# Snail mates



## Rferrell (Jan 2, 2013)

What kind of shrimp will not eat my ramshorn snails?


Sent from my iPhone using Petguide.com Free App


----------



## cossie (Dec 19, 2010)

i have kept many shrimp and snails an i have never heard of a shrimp eating ramshorns unless there dead already. If your worried about it though stick to shrimp that get no bigger than 3cm like crystal shrimp and cherry shrimp


----------



## ZebraDanio12 (Jun 17, 2011)

Shrimp won't eat snails....


----------



## Rferrell (Jan 2, 2013)

Ok because I have done research and read that ghost shrimp and red cherry shrimp will eat snails?

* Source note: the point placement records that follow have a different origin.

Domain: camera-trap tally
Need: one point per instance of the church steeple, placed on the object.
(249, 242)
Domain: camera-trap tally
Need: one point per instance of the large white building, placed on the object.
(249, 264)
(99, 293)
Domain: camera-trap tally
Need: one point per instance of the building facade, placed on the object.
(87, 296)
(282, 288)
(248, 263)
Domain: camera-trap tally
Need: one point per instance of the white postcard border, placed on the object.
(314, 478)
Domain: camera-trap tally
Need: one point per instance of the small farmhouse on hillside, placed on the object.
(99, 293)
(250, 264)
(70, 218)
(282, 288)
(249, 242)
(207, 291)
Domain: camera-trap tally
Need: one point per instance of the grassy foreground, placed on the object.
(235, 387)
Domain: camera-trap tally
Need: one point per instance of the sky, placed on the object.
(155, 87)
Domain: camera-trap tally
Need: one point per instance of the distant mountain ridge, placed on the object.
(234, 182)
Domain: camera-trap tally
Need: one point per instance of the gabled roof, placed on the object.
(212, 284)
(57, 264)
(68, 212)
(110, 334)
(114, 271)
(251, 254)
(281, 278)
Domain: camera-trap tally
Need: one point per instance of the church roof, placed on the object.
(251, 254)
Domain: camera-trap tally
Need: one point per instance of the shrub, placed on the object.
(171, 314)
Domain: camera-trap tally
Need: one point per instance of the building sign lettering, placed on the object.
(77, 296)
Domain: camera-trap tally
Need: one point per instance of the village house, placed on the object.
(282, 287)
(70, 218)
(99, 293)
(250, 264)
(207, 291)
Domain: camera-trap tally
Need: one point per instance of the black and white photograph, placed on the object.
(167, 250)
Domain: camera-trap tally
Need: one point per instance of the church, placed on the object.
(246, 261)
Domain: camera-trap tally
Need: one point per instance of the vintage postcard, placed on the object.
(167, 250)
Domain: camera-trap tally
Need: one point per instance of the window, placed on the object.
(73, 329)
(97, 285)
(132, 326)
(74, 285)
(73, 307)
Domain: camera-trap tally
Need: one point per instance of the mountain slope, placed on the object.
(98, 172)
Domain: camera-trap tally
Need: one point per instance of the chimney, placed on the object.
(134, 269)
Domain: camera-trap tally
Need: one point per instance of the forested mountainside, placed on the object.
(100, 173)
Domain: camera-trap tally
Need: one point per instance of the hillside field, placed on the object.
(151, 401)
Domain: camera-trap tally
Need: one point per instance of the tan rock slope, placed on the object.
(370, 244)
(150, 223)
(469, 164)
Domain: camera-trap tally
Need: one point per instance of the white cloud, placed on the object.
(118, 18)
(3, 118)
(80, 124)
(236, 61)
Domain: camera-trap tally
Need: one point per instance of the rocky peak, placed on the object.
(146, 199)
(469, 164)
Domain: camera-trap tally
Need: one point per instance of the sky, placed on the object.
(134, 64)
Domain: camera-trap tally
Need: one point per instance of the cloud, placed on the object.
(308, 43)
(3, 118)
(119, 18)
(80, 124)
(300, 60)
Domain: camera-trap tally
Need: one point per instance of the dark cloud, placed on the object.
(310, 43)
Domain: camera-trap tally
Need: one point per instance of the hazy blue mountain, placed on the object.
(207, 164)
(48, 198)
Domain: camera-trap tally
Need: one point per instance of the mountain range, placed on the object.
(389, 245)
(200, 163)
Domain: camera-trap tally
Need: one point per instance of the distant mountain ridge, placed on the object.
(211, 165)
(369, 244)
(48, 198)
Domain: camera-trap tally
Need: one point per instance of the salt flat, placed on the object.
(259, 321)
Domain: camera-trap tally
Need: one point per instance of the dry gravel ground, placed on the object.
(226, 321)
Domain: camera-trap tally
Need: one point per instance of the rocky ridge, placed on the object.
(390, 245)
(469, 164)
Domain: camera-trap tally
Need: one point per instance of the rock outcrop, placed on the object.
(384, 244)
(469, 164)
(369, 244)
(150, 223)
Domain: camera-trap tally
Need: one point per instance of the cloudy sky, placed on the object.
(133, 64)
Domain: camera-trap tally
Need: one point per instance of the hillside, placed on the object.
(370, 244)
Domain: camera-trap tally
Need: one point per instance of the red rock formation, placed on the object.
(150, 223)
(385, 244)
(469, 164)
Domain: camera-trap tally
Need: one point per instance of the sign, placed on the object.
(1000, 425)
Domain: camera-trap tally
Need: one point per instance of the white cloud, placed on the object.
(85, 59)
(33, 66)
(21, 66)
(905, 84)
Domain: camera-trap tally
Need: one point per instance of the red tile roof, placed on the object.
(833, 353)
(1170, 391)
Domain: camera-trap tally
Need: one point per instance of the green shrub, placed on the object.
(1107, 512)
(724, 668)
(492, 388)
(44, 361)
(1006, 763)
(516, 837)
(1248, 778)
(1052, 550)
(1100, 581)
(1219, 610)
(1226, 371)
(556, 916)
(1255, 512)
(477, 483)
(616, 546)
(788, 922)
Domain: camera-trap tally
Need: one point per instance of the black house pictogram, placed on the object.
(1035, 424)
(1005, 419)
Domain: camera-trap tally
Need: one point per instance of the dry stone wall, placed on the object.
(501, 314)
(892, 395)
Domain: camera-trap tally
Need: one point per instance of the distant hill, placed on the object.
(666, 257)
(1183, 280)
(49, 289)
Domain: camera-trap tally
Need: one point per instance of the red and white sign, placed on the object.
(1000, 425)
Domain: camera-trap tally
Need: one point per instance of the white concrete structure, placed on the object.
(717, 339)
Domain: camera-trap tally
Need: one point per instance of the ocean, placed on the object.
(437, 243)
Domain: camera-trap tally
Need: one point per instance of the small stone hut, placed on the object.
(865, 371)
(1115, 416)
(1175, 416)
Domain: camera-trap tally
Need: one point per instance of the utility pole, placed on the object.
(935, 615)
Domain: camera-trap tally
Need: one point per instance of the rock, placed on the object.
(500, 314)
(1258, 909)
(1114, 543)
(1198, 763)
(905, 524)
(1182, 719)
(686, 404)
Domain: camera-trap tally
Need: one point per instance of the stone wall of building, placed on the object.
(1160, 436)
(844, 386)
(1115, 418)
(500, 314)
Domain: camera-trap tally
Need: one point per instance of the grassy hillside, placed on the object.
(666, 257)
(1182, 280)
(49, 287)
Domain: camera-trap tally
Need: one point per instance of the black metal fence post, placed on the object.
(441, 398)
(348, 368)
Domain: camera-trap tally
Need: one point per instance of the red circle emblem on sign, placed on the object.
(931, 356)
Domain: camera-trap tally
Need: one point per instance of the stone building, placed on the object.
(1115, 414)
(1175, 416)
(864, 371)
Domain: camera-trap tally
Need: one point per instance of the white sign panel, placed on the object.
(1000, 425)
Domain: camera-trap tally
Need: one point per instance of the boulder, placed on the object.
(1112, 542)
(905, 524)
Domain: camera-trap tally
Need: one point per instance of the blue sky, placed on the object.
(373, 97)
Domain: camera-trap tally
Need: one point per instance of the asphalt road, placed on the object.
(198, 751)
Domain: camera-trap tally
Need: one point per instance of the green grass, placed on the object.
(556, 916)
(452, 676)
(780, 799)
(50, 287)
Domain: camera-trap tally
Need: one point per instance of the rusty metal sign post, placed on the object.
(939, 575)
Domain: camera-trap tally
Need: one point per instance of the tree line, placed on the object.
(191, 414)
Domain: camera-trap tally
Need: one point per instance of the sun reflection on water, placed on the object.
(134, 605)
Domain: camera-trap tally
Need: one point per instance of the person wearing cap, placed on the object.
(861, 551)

Sent from my iPhone using Petguide.com Free App


----------



## P.senegalus (Aug 18, 2011)

I wish my red cherry shrimp would eat the snails in my aquariums, but they just eat around them. I've only seen them eat the dead snails.


----------



## Vayurules (Dec 7, 2012)

P, you could just crush the problem snails shells, then the RCS will clean up the mess.


----------



## P.senegalus (Aug 18, 2011)

Vayurules said:


> P, you could just crush the problem snails shells, then the RCS will clean up the mess.


I do this sometimes and the shrimp seem to enjoy the treat;-) Would be better if the shrimp could do it themselves so I wouldn't have to touch the creepy little snails, lol.


----------